Il problema sono i produttori schiacciati da pochi soggetti della grande distribuzione, che a loro volta si rifanno su migranti senza documenti o con documenti precari.
Le istituzioni
Spesso si dice che le istituzioni non fanno nulla per risolvere questi problemi. In realtà dovrebbero fare meno. Con l’attuale politica di “accoglienza”, infatti, si creano i ghetti negando i documenti. Quale altra prospettiva rimane a chi è arrivato in Italia e viene “diniegato”? Cosa vogliamo fare di queste persone? Realisticamente non saranno espulse; non possono andare in un altro paese europeo, come magari desiderano, perché appena arrivano a Ventimiglia vengono respinti.

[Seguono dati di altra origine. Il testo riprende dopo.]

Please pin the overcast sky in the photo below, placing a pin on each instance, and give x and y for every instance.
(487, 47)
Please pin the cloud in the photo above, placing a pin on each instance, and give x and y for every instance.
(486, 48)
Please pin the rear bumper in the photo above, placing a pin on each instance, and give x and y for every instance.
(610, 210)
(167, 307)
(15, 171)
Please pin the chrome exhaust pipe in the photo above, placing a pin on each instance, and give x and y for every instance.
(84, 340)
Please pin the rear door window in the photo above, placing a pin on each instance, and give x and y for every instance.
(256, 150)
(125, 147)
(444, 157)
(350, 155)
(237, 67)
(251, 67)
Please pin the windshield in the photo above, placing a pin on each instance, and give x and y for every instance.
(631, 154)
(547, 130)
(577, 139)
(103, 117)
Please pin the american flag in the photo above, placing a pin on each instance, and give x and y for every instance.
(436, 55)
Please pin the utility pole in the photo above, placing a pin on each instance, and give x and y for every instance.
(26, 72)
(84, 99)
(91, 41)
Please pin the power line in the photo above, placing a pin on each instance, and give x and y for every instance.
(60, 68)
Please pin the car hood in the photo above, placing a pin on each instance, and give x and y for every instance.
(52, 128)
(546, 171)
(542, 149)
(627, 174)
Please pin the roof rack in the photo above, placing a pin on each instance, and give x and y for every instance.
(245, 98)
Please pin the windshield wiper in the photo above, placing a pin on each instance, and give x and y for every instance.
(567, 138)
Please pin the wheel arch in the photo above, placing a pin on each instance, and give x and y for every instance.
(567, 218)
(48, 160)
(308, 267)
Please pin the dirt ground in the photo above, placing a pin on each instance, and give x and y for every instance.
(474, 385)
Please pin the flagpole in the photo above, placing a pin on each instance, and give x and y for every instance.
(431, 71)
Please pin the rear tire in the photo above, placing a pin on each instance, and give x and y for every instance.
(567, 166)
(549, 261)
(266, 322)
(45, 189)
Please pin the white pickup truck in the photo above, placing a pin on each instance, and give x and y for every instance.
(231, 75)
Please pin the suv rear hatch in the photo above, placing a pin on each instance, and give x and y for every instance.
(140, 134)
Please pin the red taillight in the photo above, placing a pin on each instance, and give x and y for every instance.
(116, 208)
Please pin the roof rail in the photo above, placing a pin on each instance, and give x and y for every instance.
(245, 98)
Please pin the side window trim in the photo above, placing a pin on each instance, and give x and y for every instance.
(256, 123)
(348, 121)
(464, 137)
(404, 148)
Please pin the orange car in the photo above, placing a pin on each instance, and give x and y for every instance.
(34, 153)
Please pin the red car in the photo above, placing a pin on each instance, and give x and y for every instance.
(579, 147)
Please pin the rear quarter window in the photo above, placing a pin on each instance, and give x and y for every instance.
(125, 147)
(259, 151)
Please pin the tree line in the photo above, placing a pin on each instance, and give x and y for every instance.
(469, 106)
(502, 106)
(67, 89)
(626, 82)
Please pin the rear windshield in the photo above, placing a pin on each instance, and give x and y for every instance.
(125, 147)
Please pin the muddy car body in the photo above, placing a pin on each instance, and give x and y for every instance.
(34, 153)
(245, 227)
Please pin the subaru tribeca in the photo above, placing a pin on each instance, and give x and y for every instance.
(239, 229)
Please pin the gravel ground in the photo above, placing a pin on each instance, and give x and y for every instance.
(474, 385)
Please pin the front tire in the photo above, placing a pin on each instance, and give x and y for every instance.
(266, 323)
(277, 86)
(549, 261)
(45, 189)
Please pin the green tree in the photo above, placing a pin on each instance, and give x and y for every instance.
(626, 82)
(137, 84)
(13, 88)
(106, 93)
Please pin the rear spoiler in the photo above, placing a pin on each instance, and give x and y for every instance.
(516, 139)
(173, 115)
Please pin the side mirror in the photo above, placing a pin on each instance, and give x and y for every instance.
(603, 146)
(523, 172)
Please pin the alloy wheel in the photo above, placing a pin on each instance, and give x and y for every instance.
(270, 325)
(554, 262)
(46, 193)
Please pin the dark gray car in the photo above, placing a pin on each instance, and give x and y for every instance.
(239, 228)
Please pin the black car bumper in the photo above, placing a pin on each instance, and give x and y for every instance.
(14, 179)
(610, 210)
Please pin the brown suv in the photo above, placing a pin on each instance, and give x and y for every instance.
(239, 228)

Così il Cara di Foggia o i ghetti di Borgo Mezzanone, Rosarno, Castel Volturno sono popolati da persone che hanno ricevuto un rifiuto: alcuni sono impegnati da 5 anni in ricorsi e procedimenti giudiziari per ottenere i documenti. Cinque anni della vita di una persona ingabbiata dalla burocrazia.
In questo modo si creano serbatoi di manodopera a costo zero per le imprese. E non parliamo delle imprese siciliane o calabresi ma di quelle del Chianti.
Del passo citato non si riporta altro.